Constructions of Tur\'an systems that are tight up to a multiplicative constant

TL;DR

This paper constructs Turán systems that are nearly optimal up to a constant factor, disproving a longstanding conjecture and showing the trivial lower bound is essentially tight.

Contribution

It provides explicit constructions of Turán systems that match the trivial lower bound within a constant factor for all fixed differences R.

Findings

Disproves de Caen's conjecture that r·t(r+1,r)→∞ as r→∞.

Shows the Turán density is tight up to a multiplicative constant for all R.

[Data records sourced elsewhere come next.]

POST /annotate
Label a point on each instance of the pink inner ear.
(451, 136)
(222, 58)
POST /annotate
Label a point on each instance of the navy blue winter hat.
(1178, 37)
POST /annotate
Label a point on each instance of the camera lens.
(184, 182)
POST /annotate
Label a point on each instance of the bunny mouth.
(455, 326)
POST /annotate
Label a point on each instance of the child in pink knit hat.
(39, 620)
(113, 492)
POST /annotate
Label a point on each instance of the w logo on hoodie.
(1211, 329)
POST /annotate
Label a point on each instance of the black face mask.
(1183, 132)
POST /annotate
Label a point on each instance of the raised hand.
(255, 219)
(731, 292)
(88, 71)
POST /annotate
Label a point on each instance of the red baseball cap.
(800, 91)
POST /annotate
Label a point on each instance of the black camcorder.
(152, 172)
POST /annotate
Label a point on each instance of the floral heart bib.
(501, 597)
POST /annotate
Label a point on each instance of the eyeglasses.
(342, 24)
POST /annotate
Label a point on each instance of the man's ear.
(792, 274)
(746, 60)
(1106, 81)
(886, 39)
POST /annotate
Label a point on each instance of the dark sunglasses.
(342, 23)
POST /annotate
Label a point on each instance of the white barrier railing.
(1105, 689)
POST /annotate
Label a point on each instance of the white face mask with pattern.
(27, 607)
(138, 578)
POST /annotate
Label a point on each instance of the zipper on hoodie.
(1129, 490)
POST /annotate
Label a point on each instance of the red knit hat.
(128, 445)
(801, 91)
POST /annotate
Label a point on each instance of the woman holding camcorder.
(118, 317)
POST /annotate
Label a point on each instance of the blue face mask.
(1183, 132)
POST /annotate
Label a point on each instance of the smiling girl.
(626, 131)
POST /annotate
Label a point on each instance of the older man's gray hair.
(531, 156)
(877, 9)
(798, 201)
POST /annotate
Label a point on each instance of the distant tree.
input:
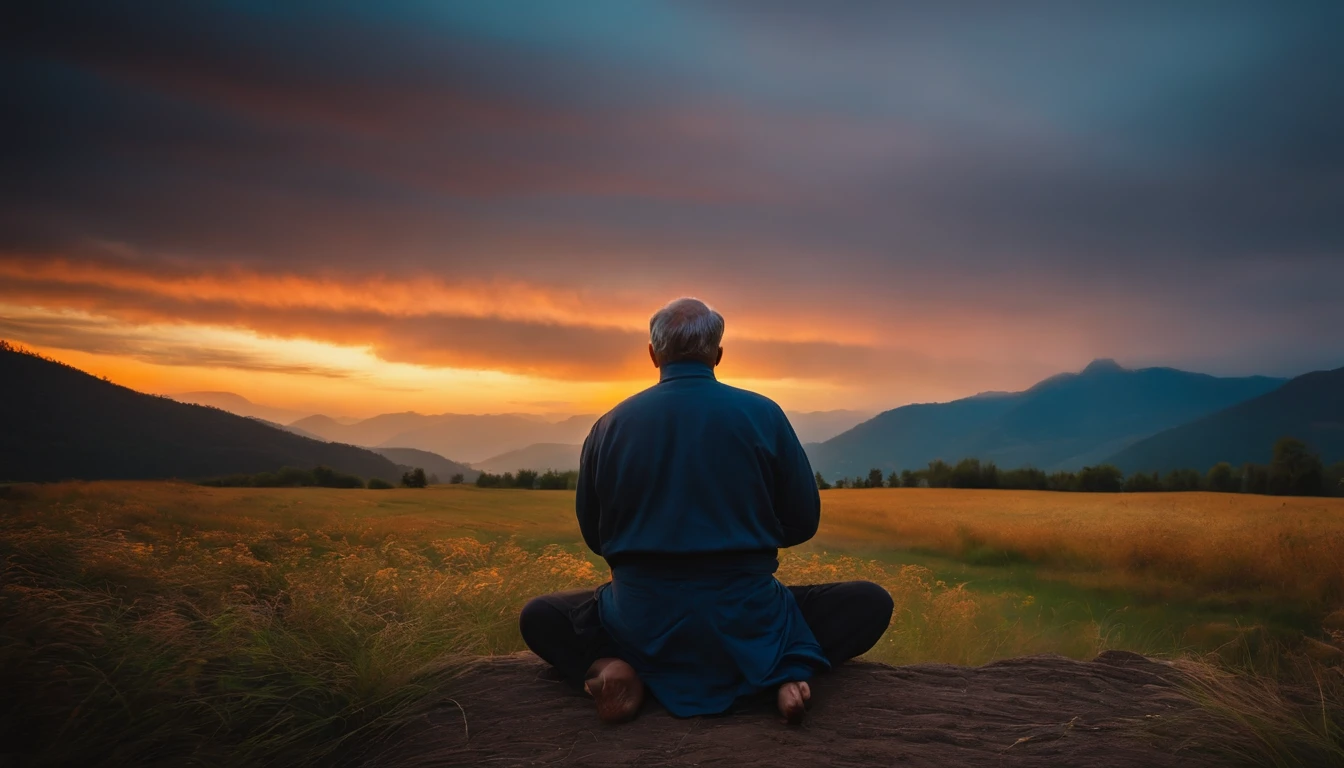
(938, 474)
(1062, 482)
(1254, 479)
(553, 480)
(1143, 483)
(414, 479)
(1101, 479)
(328, 478)
(1024, 479)
(1223, 479)
(1182, 480)
(1335, 479)
(965, 474)
(1294, 471)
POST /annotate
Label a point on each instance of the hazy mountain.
(817, 425)
(542, 456)
(1309, 408)
(432, 463)
(465, 437)
(61, 423)
(238, 404)
(1063, 423)
(367, 432)
(289, 429)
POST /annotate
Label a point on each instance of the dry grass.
(1167, 545)
(229, 626)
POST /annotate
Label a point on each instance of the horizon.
(480, 211)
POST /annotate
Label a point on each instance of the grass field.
(246, 626)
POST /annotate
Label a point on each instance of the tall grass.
(278, 647)
(156, 631)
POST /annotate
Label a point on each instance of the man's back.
(694, 466)
(688, 490)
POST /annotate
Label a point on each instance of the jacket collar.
(684, 370)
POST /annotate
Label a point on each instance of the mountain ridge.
(1061, 423)
(1309, 408)
(62, 423)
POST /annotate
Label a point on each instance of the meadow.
(165, 623)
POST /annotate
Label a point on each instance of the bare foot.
(792, 701)
(616, 689)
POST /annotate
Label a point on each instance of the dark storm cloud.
(1179, 158)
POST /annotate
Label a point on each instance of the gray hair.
(686, 328)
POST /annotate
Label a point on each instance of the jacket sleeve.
(797, 505)
(585, 499)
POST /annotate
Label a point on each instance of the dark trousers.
(847, 619)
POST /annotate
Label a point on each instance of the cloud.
(102, 338)
(895, 195)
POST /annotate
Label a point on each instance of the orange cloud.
(500, 326)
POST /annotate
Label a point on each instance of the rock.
(1120, 710)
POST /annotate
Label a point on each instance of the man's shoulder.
(750, 400)
(747, 401)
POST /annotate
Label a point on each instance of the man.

Provides growth rate of the constant μ_R as (1+o(1)) R ln R.

Abstract

For positive integers $n\ge s> r$, the Tur\'an function $T(n,s,r)$ is the smallest size of an r-graph with n vertices such that every set of s vertices contains at least one edge. Also, define the Tur\'an density $t(s,r)$ as the limit of $T(n,s,r)/ {n\choose r}$ as $n\to\infty$. The question of estimating these parameters received a lot of attention after it was first raised by Tur\'an in 1941. A trivial lower bound is $t(s,r)\ge 1/{s\choose s-r}$. In the early 1990s, de Caen conjectured that $r\cdot t(r+1,r)\to\infty$ as $r\to\infty$ and offered 500 Canadian dollars for resolving this question. We disprove this conjecture by showing more strongly that for every integer $R\ge1$ there is $\mu_R$ (in fact, $\mu_R$ can be taken to grow as $(1+o(1))\, R\ln R$) such that $t(r+R,r)\le (\mu_R+o(1))/ {r+R\choose R}$ as $r\to\infty$, that is, the trivial lower bound is tight for every $R$ up to a multiplicative constant $\mu_R$.